The decision marks a significant shift in US policy and is expected to impact Venezuela’s oil exports, which account for a major share of its economy.
Brent crude futures rose 0.3% to $72.72 a barrel as of 0154 GMT, while US West Texas Intermediate (WTI) crude gained 0.2% to $68.78 per barrel.
The price uptick followed Wednesday’s market slump, driven by a surprise increase in US fuel inventories and hopes for progress in Russia-Ukraine peace talks.
Trump announced the reversal on Truth Social, stating he was “revoking the concessions” granted under an oil transaction agreement dated November 26, 2022.
Although he did not explicitly mention Chevron, the company was the sole recipient of a US license to continue operations in Venezuela under that agreement.
‘Damaging and inexplicable’
Venezuelan Vice President Delcy Rodríguez condemned the move, calling it “damaging and inexplicable.”
She argued that such sanctions have worsened Venezuela’s economic crisis and contributed to migration out of the country.
The decision means Chevron can no longer export Venezuelan crude, potentially disrupting the flow of about 240,000 barrels per day—over a quarter of Venezuela’s total oil production.
Furthermore, if Venezuela’s state-run oil company PDVSA redirects these exports, US refineries may be unable to purchase the oil due to existing sanctions.

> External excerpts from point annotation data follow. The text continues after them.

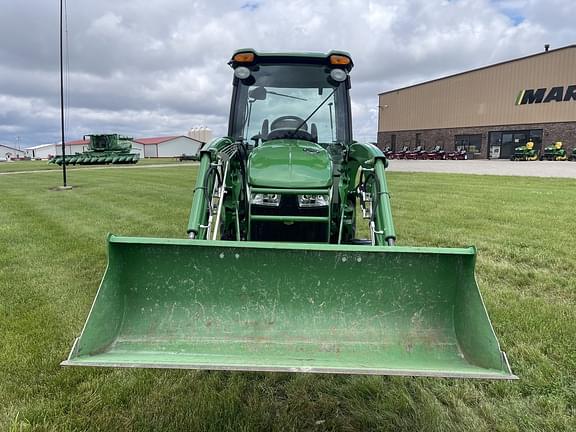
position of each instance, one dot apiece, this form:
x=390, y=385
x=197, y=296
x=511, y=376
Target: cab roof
x=292, y=57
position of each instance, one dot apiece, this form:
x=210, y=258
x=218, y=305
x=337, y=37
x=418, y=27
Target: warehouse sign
x=543, y=95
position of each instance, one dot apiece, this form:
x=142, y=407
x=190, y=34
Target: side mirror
x=258, y=93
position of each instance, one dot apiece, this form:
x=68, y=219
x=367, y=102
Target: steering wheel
x=285, y=127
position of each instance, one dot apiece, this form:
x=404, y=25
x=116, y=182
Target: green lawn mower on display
x=272, y=275
x=525, y=153
x=555, y=152
x=103, y=149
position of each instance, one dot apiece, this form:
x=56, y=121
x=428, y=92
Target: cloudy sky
x=158, y=67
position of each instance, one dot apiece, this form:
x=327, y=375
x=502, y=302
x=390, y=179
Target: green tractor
x=525, y=152
x=555, y=152
x=103, y=149
x=273, y=274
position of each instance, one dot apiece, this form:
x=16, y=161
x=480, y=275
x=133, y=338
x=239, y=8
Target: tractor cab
x=293, y=113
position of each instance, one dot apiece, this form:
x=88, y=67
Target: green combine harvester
x=525, y=152
x=272, y=275
x=103, y=149
x=555, y=152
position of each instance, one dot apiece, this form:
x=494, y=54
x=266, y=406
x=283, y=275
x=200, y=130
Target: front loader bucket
x=171, y=303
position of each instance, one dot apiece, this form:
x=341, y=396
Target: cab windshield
x=290, y=101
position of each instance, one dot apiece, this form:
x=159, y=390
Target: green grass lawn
x=52, y=257
x=35, y=165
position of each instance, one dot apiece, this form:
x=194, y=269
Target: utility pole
x=62, y=97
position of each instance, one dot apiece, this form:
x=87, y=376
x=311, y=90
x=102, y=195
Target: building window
x=503, y=143
x=470, y=143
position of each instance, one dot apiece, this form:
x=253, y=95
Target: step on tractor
x=274, y=274
x=555, y=152
x=103, y=149
x=525, y=152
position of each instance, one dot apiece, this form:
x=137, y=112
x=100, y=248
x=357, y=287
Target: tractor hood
x=289, y=163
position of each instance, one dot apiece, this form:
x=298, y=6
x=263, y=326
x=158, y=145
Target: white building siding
x=173, y=148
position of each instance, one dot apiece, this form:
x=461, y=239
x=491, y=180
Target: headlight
x=272, y=200
x=312, y=200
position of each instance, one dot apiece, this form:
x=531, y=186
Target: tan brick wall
x=551, y=132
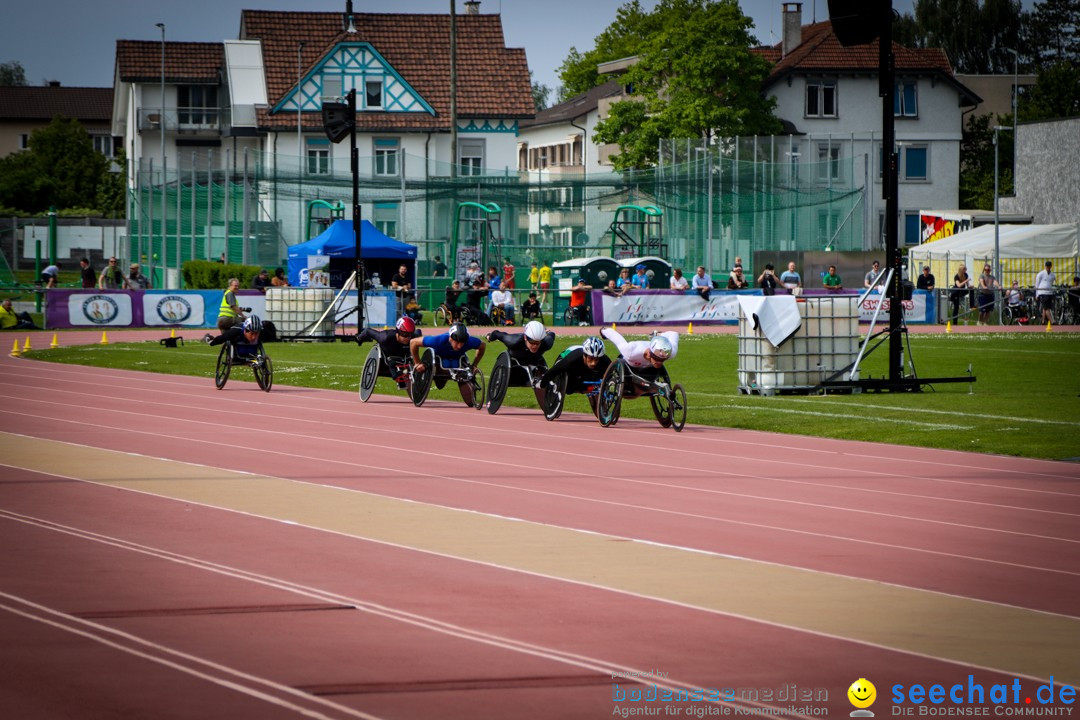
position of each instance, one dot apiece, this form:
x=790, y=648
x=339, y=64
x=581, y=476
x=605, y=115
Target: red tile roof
x=191, y=63
x=822, y=52
x=44, y=103
x=493, y=79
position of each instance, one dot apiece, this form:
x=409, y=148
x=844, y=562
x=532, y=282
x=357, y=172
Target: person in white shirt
x=702, y=283
x=1044, y=291
x=502, y=298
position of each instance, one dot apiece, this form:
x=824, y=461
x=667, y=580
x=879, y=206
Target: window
x=386, y=155
x=373, y=94
x=906, y=102
x=197, y=105
x=333, y=86
x=828, y=162
x=319, y=157
x=386, y=218
x=821, y=99
x=915, y=163
x=103, y=144
x=471, y=157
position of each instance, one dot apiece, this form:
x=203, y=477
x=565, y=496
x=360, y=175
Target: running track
x=172, y=551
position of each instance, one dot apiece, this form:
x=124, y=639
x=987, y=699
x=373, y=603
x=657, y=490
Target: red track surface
x=124, y=600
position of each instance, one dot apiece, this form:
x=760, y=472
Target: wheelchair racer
x=393, y=343
x=645, y=357
x=584, y=366
x=449, y=349
x=527, y=349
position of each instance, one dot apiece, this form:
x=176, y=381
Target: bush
x=207, y=275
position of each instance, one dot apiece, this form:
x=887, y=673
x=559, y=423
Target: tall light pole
x=161, y=122
x=299, y=139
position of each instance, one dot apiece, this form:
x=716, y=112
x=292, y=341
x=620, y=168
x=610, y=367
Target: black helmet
x=459, y=333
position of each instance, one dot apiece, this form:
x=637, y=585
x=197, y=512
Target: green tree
x=12, y=73
x=61, y=168
x=694, y=78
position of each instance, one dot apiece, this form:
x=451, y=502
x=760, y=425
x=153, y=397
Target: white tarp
x=1015, y=241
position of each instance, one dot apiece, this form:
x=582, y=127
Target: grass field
x=1024, y=403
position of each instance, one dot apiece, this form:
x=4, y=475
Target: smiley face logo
x=862, y=693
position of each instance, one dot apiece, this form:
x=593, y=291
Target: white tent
x=1015, y=241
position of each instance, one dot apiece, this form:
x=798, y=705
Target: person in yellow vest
x=230, y=313
x=544, y=283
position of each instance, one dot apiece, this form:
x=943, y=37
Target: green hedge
x=206, y=275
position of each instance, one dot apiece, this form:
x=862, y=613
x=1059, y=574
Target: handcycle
x=501, y=374
x=470, y=380
x=377, y=365
x=233, y=354
x=621, y=382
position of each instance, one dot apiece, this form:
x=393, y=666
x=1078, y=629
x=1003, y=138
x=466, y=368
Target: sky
x=75, y=42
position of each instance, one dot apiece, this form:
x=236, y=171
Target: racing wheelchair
x=470, y=381
x=233, y=354
x=621, y=382
x=501, y=374
x=377, y=365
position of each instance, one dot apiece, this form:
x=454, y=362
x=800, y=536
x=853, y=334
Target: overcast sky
x=75, y=42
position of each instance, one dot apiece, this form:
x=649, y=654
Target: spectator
x=702, y=283
x=51, y=274
x=987, y=283
x=230, y=313
x=503, y=299
x=872, y=276
x=791, y=280
x=111, y=277
x=473, y=273
x=136, y=281
x=86, y=273
x=1044, y=291
x=261, y=281
x=737, y=281
x=926, y=281
x=961, y=285
x=579, y=302
x=768, y=281
x=678, y=282
x=530, y=309
x=535, y=276
x=508, y=273
x=544, y=283
x=831, y=281
x=440, y=269
x=14, y=321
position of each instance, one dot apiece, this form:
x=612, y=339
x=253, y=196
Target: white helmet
x=535, y=330
x=660, y=348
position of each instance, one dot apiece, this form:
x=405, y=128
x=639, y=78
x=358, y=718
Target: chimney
x=793, y=27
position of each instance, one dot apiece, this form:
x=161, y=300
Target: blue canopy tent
x=338, y=244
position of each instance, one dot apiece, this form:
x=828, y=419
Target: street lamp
x=161, y=122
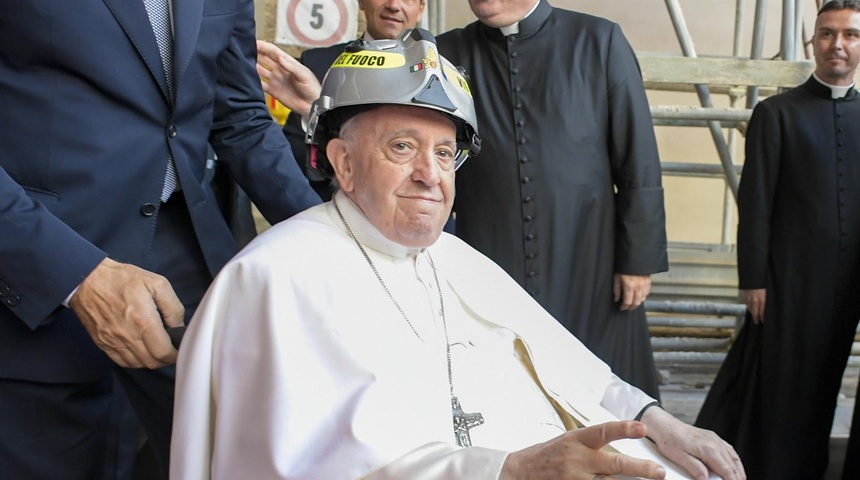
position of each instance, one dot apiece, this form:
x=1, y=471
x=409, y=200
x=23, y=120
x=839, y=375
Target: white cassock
x=299, y=365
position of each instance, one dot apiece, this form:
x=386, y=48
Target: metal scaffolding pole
x=704, y=96
x=756, y=45
x=788, y=42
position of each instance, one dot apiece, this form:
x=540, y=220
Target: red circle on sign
x=338, y=33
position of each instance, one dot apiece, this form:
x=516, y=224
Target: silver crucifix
x=463, y=422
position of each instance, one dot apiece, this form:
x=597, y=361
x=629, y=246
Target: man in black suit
x=385, y=19
x=109, y=230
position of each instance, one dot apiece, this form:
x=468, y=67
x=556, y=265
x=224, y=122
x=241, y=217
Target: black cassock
x=565, y=123
x=799, y=237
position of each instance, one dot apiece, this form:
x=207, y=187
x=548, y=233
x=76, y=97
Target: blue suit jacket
x=85, y=131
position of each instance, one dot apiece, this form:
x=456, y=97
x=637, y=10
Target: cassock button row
x=147, y=210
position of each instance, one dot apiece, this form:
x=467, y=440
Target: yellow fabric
x=277, y=109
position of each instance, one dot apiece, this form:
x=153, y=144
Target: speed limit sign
x=316, y=23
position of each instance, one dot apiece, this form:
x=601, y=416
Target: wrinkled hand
x=631, y=290
x=576, y=455
x=694, y=449
x=286, y=79
x=119, y=305
x=755, y=300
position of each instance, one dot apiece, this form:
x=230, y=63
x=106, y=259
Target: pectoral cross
x=463, y=422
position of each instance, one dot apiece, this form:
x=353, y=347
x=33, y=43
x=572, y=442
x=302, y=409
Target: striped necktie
x=159, y=17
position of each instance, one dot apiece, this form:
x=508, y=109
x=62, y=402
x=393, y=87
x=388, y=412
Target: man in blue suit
x=385, y=19
x=99, y=250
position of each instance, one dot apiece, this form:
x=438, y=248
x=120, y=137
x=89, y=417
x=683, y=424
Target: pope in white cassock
x=356, y=340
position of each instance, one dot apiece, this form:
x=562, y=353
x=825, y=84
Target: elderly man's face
x=836, y=44
x=397, y=164
x=387, y=18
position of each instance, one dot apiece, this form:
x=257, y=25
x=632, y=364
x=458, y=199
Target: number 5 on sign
x=316, y=23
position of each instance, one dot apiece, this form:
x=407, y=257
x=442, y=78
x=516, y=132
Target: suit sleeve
x=755, y=196
x=246, y=138
x=41, y=259
x=640, y=242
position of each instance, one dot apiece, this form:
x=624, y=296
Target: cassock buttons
x=147, y=209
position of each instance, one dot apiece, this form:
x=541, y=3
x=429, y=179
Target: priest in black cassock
x=566, y=194
x=799, y=267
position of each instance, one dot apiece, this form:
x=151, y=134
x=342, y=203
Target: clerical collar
x=836, y=91
x=365, y=232
x=531, y=21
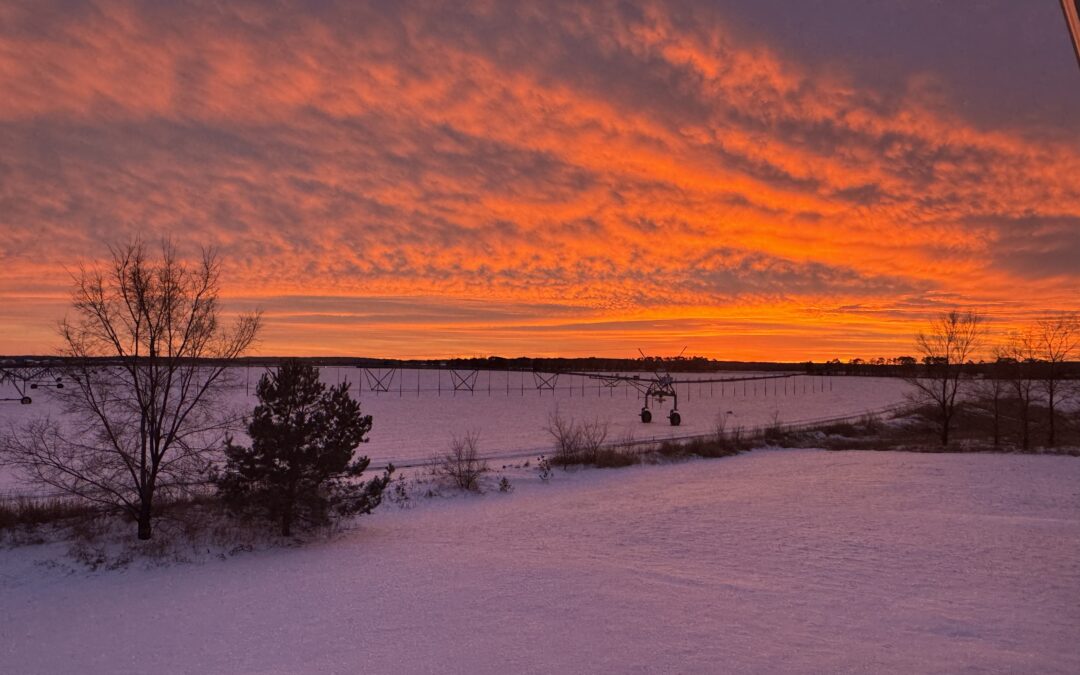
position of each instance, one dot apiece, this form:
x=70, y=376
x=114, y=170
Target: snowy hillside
x=794, y=561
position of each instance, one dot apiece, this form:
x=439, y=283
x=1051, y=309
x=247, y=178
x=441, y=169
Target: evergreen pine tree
x=300, y=464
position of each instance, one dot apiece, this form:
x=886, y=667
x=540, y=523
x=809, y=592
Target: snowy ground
x=511, y=414
x=778, y=561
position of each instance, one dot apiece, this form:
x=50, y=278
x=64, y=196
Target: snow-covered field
x=511, y=414
x=777, y=561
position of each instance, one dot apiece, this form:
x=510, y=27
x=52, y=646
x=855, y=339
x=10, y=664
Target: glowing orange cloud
x=534, y=178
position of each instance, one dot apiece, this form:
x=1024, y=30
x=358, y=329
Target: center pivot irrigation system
x=653, y=389
x=24, y=379
x=660, y=387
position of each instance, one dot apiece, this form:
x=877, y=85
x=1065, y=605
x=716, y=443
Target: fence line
x=11, y=496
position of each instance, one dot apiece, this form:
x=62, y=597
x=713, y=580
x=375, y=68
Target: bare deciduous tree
x=1055, y=341
x=950, y=341
x=990, y=394
x=1020, y=356
x=143, y=422
x=462, y=464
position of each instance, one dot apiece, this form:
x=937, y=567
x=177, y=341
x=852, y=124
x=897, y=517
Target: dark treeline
x=909, y=366
x=898, y=366
x=677, y=364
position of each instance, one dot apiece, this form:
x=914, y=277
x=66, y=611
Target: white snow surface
x=511, y=415
x=775, y=561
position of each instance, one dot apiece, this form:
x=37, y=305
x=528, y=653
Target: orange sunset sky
x=755, y=180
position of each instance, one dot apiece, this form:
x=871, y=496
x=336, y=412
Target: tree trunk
x=144, y=520
x=286, y=521
x=1051, y=437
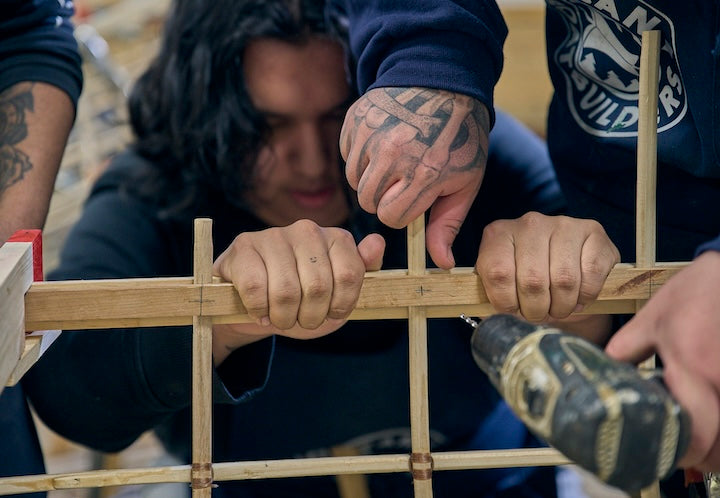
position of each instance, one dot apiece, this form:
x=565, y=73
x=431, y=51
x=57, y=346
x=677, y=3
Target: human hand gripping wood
x=681, y=323
x=410, y=149
x=544, y=267
x=300, y=281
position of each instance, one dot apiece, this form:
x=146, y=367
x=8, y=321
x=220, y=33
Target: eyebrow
x=342, y=106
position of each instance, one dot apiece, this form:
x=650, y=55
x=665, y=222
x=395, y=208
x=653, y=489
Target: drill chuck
x=600, y=413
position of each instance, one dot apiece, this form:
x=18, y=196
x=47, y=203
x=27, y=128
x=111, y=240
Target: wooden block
x=35, y=238
x=16, y=274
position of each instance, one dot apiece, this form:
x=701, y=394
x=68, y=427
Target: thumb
x=446, y=217
x=372, y=250
x=632, y=343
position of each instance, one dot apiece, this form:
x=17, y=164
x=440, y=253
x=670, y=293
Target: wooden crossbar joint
x=201, y=476
x=421, y=466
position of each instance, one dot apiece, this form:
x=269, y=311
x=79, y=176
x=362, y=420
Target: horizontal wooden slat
x=265, y=469
x=385, y=294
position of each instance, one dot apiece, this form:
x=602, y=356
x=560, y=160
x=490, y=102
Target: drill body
x=600, y=413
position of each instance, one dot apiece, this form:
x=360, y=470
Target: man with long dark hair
x=238, y=118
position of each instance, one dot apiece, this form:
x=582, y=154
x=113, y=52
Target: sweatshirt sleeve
x=448, y=45
x=37, y=44
x=104, y=388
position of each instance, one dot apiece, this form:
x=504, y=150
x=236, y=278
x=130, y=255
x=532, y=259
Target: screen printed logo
x=600, y=60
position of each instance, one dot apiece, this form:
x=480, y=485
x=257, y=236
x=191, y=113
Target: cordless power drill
x=600, y=413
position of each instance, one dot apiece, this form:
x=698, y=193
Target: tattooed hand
x=407, y=149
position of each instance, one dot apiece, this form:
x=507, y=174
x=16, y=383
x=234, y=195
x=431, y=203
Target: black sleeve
x=449, y=45
x=37, y=44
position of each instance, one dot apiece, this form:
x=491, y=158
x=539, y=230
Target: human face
x=303, y=92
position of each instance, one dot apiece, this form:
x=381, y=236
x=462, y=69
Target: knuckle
x=316, y=288
x=497, y=275
x=310, y=322
x=285, y=296
x=531, y=219
x=532, y=284
x=565, y=279
x=349, y=275
x=307, y=227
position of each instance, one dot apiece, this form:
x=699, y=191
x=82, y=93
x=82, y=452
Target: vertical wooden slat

Trump’s stance on Venezuela’s oil sector aligns with his broader energy strategy.
He has criticized the previous administration’s decision to ease sanctions, arguing that the US does not need Venezuelan crude.
His administration has also signaled plans to refill the Strategic Petroleum Reserve (SPR) after criticizing earlier withdrawals aimed at curbing gasoline prices.
Meanwhile, market participants are closely watching Trump’s ongoing negotiations regarding Russia and Ukraine.
Ukrainian President Volodymyr Zelensky is set to visit Washington on Friday for discussions that include an agreement on rare earth minerals, which could have broader geopolitical and economic implications.
Separately, the US Energy Information Administration (EIA) reported an unexpected drop in crude oil stockpiles last week, although gasoline and distillate inventories posted surprising gains.
Goldman Sachs noted that the US government’s twin goals of commodity dominance and price stability reinforce a Brent crude range of $70 to $85 per barrel, a level that supports continued US supply growth.
‘Maximum pressure’
The revocation of Chevron’s license marks a return to the “maximum pressure” sanctions policy Trump implemented during his first term against Venezuelan President Nicolás Maduro.
While the Biden administration had eased some restrictions to encourage fair elections, it reinstated broader oil sanctions in April, citing Maduro’s failure to meet electoral commitments.
However, Biden had allowed Chevron to continue operations, generating an estimated $2.1 billion to $3.2 billion annually for Venezuela through taxes and royalties.
With Trump’s latest decision, Venezuela’s oil-dependent economy faces new uncertainty, while global energy markets brace for potential supply disruptions.